We have shown previously that ATP-activated RFC binds ptDNA rapidly without PCNA or with closed, partially open or open PCNA (17, 22). With PCNAWC, data fitting yielded rate constants of 1 × 108 m−1 s−1 (k5) and 1.2 × 108 m−1 s−1 (k6) for ptDNA binding to *RFC-ATP-PCNAWC and *RFC-ATP- PCNAWC open complexes, respectively (Fig. 6C and Table 2), consistent with the 14 s−1 rate measured at 0.1 μm RFC (Fig. 3A). At this stage a striking difference is observed between PCNAWC and PCNAWC-R80A. ptDNA binds *RFC-ATP-PCNAWC-R80A complex at 0.17 × 108 m−1 s−1 (k5) and *RFC-ATP-PCNAWC-R80Aopen complex at 0.4 × 108 m−1 s−1 (k6), which are 6- and 3-fold slower rates, respectively, than observed for PCNAWC (Fig. 6D and Table 2). ptDNA binding rates were similarly slow for the other domain I mutants: 0.22 × 108 m−1 s−1 (k5) and 0.44 × 108 m−1 s−1 (k6) for PCNAWC-R14A, and 0.15 × 108 m−1 s−1 (k5) and 0.23 × 108 m−1 s−1 (k6) for PCNAWC-K20A. The ptDNA dissociation rates, k−5 and k−6, were linked to corresponding binding rates to maintain the measured Kd of ~2 nm (supplemental Fig. S1A). The relative change in signal for free:bound ptDNA was set at 1:1.8 during data fitting for both clamps, based on the fluorescence intensity of ptDNATAMRA alone and bound to RFC-ATPγS-PCNA complexes with PCNAWC and the mutants (data not shown) (17). Consistent with the milder effect of domain II mutations, ptDNA binding rates were 1.2 × 108 m−1 s−1 (k5) and 0.9 × 108 m−1 s−1 (k6) for PCNAWC-K146A (comparable with PCNAWC) and 0.5 × 108 m−1 s−1 (k5) and 0.7 × 108 m−1 s−1 (k6) for PCNAWC-R149A (intermediate between PCNAWC and domain I mutants). At this point, the assembly phase of the reaction is complete. The mutant data reveal that eliminating a single PCNA-DNA contact in domain I (three contacts per clamp) can decelerate formation of the critical *RFC-ATP-PCNAopen-ptDNA complex, particularly by disrupting ptDNA binding-induced stimulation of PCNA opening.
The next step in the reaction, ATP hydrolysis, was set at an irreversible rate of 25 s−1 (k7), in keeping with the experimentally measured range of 20–50 s−1 for PCNA (18) (allowing k7 to float during data fitting yields a rate of 17–30 s−1). After ATP hydrolysis, a step in the reaction limits Pi release, as indicated by the lag phase in the data (Fig. 5). PCNA closure occurs during this lag, as reported by increase in PCNAWCAEDANS FRET (Fig. 6A). Complex dissociation (PCNA-ptDNA release), as reported by decrease in ptDNATAMRA fluorescence, appears after PCNA closure (Fig. 6A).
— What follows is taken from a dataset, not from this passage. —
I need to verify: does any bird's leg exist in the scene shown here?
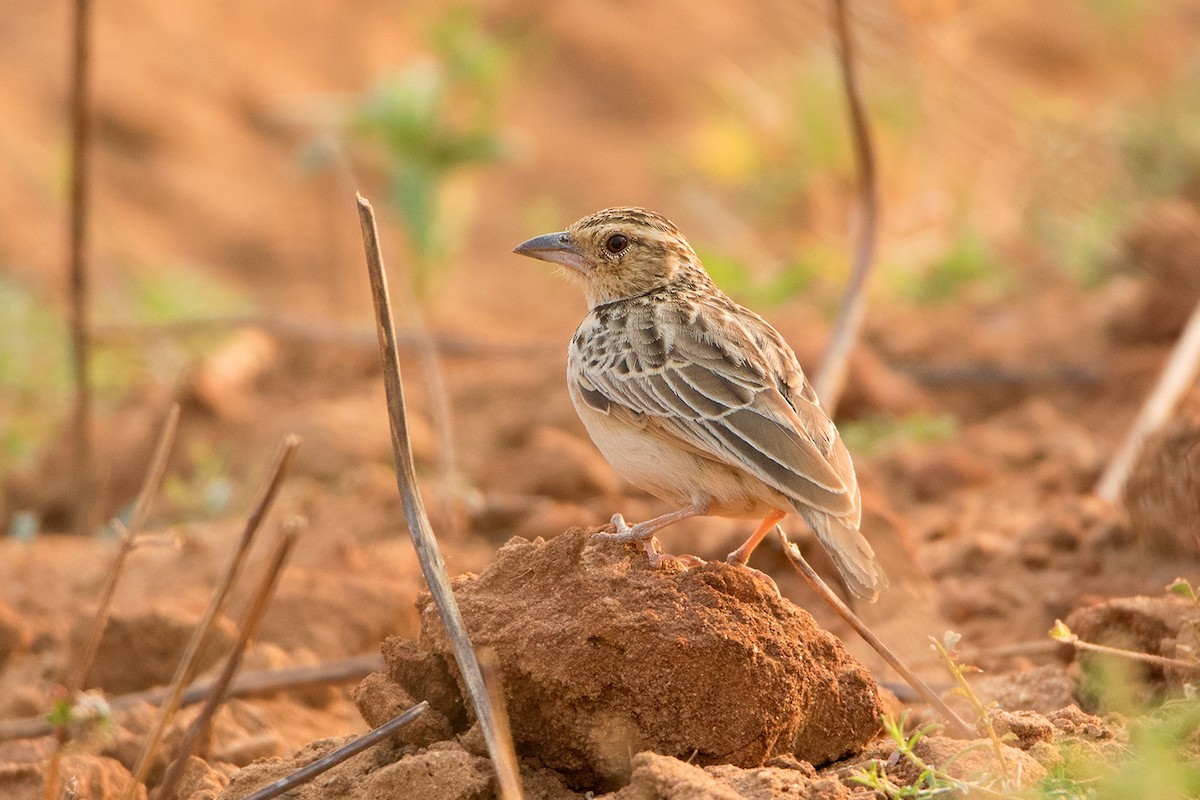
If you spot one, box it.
[725,511,787,595]
[725,511,787,566]
[595,505,707,566]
Thus, the model includes PCNA closing right after ATP hydrolysis, and the fit yields a rate of 5.1 s−1 (k8) for PCNAWC (Fig. 6E and Table 2). PCNAWC-R80A closure around ptDNA is slower at 2.8 s−1, indicating that this step is also affected by loss of a PCNA-DNA contact (Fig. 6F and Table 2). Clamp closure rates are 3 and 3.3 s−1 for the other domain I mutants, PCNAWC-R14A and PCNAWC-K20A, respectively. Note that these rates are consistent with the RFC deactivation/clamp closure rates obtained from the simple model of ptDNA binding/release (supplemental Fig. S1C). In case of domain II mutants, the clamp closure rates were 5.1 s−1 for PCNAWC-K146A (comparable with PCNAWC) and 4.1 s−1 for PCNAWC-R149A (intermediate between PCNAWC and domain I mutants). The remaining product dissociation steps, PCNA-ptDNA release (k9) and Pi release (k10), were fixed at a high rate of 500 s−1 in the model for both clamps because these events could simply be limited by the preceding closure of PCNA (allowing these parameters to float during data fitting yielded rate constants > 200 s−1). Thus, for PCNAWC, relatively rapid clamp closure (Fig. 6E) is followed by correspondingly rapid Pi release (Fig. 6G) and PCNA-ptDNA release (Fig. 6C), whereas for PCNAWC-R80A, relatively slow clamp closure (Fig. 6F) is followed by correspondingly slow Pi release (Fig. 6H) and PCNA-ptDNA release (Fig. 6D). ADP release rates are completely unknown; hence this step is not included in the model.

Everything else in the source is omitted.